Su hijo no parecía entenderlo muy bien, pero no insistió, con lo cual debió quedar medianamente satisfecho con la respuesta.  Sin embargo su pequeña cabecita no paraba de dar vueltas a lo que había sucedido. Y quince minutos después, cuando la luna empezaba a recuperar su luz, volvió sobre el tema.

- Papá, si esas sandalias son tan importantes para ti… ¿Por qué no las guardamos?

-  Mira, Miguel, la realidad es que si las guardamos, nunca haremos nada con ellas, y ocuparan espacio en nuestra casa, que ya tiene bastantes cacharros viejos con lo pequeña que es.

Pero era demasiado tarde para que su hijo entendiera esa visión tan pragmática. Siempre es más sencillo empatizar con las emociones que con la lógica, sobre todo si eres un niño o conservas parte del niño que fuiste. De repente, su pequeño corazoncito conmovido estalló en lágrimas.

- Pero, papá, es que no podemos abandonarlas…

- Miguel, ya está decidido -  contestó con poca seguridad.
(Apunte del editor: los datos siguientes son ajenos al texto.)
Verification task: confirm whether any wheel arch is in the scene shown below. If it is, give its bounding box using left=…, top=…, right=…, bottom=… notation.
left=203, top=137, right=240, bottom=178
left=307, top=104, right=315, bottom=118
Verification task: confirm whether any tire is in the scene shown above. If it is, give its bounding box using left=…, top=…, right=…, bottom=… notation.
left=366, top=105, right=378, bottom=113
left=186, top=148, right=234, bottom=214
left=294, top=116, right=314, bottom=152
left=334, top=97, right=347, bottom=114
Mitad conmovido por su llanto, mitad tratando de ser convencido por esa parte irracional de su ser que tampoco quería abandonarlas.

El llanto de Miguel se había vuelto inconsolable.  No era fingido, como en otras ocasiones en las que lo utilizaba a modo de chantaje. Era real, tan real que empezó a balbucear argumentos a favor de las sandalias sin ton ni son.
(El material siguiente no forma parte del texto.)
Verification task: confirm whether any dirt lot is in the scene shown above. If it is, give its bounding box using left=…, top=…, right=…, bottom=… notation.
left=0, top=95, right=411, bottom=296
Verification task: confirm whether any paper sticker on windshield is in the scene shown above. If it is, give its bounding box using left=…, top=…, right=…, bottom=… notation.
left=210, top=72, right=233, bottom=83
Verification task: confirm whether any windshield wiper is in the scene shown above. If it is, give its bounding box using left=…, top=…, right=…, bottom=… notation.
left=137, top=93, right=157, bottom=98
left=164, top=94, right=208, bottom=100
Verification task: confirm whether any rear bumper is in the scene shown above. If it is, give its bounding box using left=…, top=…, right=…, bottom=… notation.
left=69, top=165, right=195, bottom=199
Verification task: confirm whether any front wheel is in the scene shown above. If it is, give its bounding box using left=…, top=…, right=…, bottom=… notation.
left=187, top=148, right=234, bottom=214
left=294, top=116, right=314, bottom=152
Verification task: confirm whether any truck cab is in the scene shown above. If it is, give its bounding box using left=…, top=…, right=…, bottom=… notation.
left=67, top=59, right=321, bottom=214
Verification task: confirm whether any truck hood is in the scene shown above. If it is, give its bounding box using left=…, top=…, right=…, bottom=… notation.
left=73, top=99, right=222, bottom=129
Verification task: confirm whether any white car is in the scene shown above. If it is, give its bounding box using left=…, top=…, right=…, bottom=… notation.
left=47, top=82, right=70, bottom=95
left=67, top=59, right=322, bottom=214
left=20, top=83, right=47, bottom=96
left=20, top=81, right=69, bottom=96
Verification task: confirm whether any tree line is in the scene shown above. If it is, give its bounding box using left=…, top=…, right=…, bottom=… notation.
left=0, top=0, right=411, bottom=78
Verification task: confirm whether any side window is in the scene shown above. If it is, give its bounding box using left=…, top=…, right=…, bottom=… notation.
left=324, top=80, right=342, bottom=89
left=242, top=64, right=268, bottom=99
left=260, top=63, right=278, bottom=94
-  Es que las que tienes ahora son negras, y son muy feas. Las otras son marrones, que es mi color preferido de zapatos. Y nunca jamás se las va a llevar un pescador. Las van a tirar a una papelera. Y yo no quiero que las tiren a una papelera porque… porque… también son mis sandalias favoritas. Seguro que las puedo arreglar con mucho pegamento y cinta de celo…

A Fran no le gustaba que Miguel lograse sus objetivos mediante el llanto, y solía ser muy inflexible en este tipo de discusiones, pero en aquella ocasión estaba deseando ceder.  Y cedió.
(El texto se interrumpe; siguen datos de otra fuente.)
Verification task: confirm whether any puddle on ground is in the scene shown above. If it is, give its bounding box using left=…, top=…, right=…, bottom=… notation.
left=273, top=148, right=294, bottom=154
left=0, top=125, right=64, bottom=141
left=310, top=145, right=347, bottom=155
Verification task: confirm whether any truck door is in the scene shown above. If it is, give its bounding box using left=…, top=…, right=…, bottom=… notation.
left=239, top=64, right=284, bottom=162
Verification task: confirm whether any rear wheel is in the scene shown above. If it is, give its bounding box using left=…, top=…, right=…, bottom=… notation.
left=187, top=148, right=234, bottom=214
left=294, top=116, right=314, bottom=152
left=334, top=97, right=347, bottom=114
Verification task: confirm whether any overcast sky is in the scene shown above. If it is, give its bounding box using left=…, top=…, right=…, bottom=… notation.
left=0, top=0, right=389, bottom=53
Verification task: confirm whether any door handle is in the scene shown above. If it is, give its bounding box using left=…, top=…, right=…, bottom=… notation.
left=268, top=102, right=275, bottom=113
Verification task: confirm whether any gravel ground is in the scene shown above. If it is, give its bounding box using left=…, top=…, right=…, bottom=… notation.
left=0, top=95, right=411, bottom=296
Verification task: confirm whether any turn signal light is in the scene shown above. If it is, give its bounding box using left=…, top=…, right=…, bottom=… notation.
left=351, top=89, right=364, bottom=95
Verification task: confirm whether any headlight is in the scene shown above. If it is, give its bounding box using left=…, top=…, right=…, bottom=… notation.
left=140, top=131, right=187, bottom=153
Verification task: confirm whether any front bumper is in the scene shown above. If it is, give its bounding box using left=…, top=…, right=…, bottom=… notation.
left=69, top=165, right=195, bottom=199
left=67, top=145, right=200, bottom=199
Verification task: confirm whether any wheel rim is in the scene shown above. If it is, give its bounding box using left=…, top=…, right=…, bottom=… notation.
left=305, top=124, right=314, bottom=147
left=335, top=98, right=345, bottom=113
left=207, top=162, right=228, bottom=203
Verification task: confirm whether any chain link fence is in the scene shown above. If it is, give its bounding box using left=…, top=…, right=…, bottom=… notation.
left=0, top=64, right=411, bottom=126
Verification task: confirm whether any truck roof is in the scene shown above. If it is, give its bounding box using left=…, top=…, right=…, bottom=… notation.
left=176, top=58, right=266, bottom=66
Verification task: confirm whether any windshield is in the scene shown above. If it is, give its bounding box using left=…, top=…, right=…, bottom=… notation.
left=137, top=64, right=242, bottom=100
Y caminó hasta el espigón, sonrió a sus sandalias antes de volverlas a guardar en la bolsa de las toallas, y después  hizo un gesto de complicidad con Miguel, a la vez que le pedía silencio.

Cuando el eclipse concluyó, la luna resplandeció más que nunca, como si mostrase una dentadura blanca para poder sonreír cómplice a padre e hijo.

 

 

A la semana siguiente cuando estaban empaquetando las cosas  para regresar a su casa, una bolsa llamó la atención de la mujer de Fran en aquel maletero casi vacío que se disponían a llenar.  La abrió y allí estaban las sandalias.

- Pero… ¿y esto? ¿No dijiste que las ibas a tirar? ¿Qué hacen aquí en el coche?

- Viajar – contestó el pequeño Miguel.

 

Epílogo.

Las sandalias siguieron viajando en el  maletero de un coche durante casi veinte años.  Hasta que los vehículos auto-conducidos  de alquiler se hicieron con las carreteras principales.  Tener un coche en propiedad carecía entonces de sentido para la mayor parte de la gente, y para Fran también.

El día que jubiló su último coche cogió la bolsa de las sandalias del maletero, y sin perder la sonrisa cómplice que iluminaba su cara cada vez que las veía, las llevó, no sin cierta resignación hasta el trastero.  De allí, las rescataría muchos años después Miguel.

Sin sonrisa cómplice, con los ojos vidriosos, pero con una mirada tan tierna como la que logró el indulto de las sandalias aquella noche del eclipse,  las encontró en la estantería.  Las sacó de la bolsa donde habían permanecido durante tanto tiempo,  y contemplo aquella suela despegada.  Esta vez sí, por un instante casi imperceptible, y gracias a un destello de la memoria  en forma de recuerdo, esbozó un gesto de felicidad en la  comisura de sus labios.

Cada vez encontraba más sentido a lo que se disponía a hacer.  Cubiertas de polvo pero descansadas,   desvencijadas pero más enteras que nunca, tristes pero con ganas de volver a las andadas después de tantas historias juntos… Estaban en el mejor estado posible para volver a emprender un nuevo viaje con su padre. El último.